You and GP have shown me new even more scary depths here. Not sure whether I should thank you for that. (When does the next flight off this rock go?)
It's not really that crazy. This package is a small amount of code, but it's important code (the same goes for this package's dependency is-number). This package shows up in the dependency trees of some popular packages, which is probably where most of the weekly downloads come from.

If you're writing straightforward application code where you already know you have a valid number, then this package probably isn't for you. You can just do num % 2 === 1.

Well said.

I would add that I think the devDependencies solution is underrated. Not using it is a bad practice. npm has a nice feature, `npm prune --production` which will remove all the dev dependencies for you resulting in a clean build of the program. You can easily have things set up so that none of the development dependencies that have all these audit issues are ever present on your production machines if you do things right.

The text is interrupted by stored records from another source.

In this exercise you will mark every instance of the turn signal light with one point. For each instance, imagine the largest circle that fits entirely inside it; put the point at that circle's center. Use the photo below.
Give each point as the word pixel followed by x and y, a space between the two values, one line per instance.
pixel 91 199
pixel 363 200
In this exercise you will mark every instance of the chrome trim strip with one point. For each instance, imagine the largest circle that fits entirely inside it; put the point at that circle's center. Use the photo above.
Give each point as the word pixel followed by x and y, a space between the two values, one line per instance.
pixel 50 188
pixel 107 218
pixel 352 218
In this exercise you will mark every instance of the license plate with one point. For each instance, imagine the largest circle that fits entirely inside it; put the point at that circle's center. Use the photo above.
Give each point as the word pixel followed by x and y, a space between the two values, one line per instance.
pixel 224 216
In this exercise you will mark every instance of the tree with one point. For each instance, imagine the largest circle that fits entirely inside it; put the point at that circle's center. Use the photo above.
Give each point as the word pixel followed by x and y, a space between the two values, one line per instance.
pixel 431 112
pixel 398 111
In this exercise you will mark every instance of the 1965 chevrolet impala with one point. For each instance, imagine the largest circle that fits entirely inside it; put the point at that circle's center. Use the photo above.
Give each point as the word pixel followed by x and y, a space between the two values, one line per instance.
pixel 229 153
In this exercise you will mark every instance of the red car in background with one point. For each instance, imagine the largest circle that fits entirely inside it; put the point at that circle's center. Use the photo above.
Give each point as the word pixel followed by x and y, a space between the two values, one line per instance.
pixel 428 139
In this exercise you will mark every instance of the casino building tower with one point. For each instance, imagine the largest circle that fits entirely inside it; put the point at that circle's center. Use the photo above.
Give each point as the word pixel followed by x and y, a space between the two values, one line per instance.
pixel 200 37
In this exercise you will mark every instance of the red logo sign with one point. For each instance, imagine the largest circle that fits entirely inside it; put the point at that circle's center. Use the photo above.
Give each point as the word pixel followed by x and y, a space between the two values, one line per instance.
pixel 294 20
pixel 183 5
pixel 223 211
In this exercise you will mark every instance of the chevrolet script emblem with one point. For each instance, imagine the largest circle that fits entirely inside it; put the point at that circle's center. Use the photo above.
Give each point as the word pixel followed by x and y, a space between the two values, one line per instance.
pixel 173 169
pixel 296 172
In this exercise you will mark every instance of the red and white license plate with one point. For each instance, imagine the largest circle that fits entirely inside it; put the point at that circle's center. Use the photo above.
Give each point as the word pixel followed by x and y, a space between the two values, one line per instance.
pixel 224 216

Furthermore, if you have a project with end users, devDependencies allows you to make clear in your issue template that audit issues that don't show up in a production build are very likely to be false positives and will probably be closed without comment. If you aren't properly isolating your dependencies, you can't take advantage of this.

At the end of the day, as you say, the issue is largely with Node projects having too many dependencies and a large number of relatively minor issues that affect very specific use cases get reported. That's a hard ecosystem problem to solve, not necessarily something that indicates an inherent problem with npm audit; but if someone isn't using devDependencies, that alone could constitute an enormous improvement in their workflow.

If there's a vulnerability in Webpack (a devDependency) that injects malicious code into your bundle, `npm prune --production` won't save you.
This is not a vulnerability (ie. security bug) it's an attack (ie. malicious).
It doesn't really matter how you call it; the problem is that there could be CVE's in your devDependencies that affect your production build, and pruning those dependencies after using them to create that build doesn't remove the risk.
I'm currently using 'npm ci --prod', which means that they never get installed in the first place.

However it's incompatible with optionalPackages, so I'm carrying around some tertiary dependencies that are a small but noticeable fraction of the entire archive size.

> That npm dependency trees are often insane

For my hundreds of repos (Java, Scala, JS, Typescript, Python...), Snyk flags 99% of the CVEs for the JS repos. Shocking how I've only seen a few dozen or so Java based CVEs flagged over the last few years.

Perhaps it's because my NPM based repos have ~10K more dependencies? That and the Java stdlib handling most needs w/ the vanilla lang.

There is no magic bullet, no, but a lot of people are confused about how much less sense npm lockfiles make today than ruby lockfiles made when npm was still new.

Some of us are considerably salty about it. Especially the design-by-PR aspects of the whole thing that have resulted in confusing gyrations from one version to another.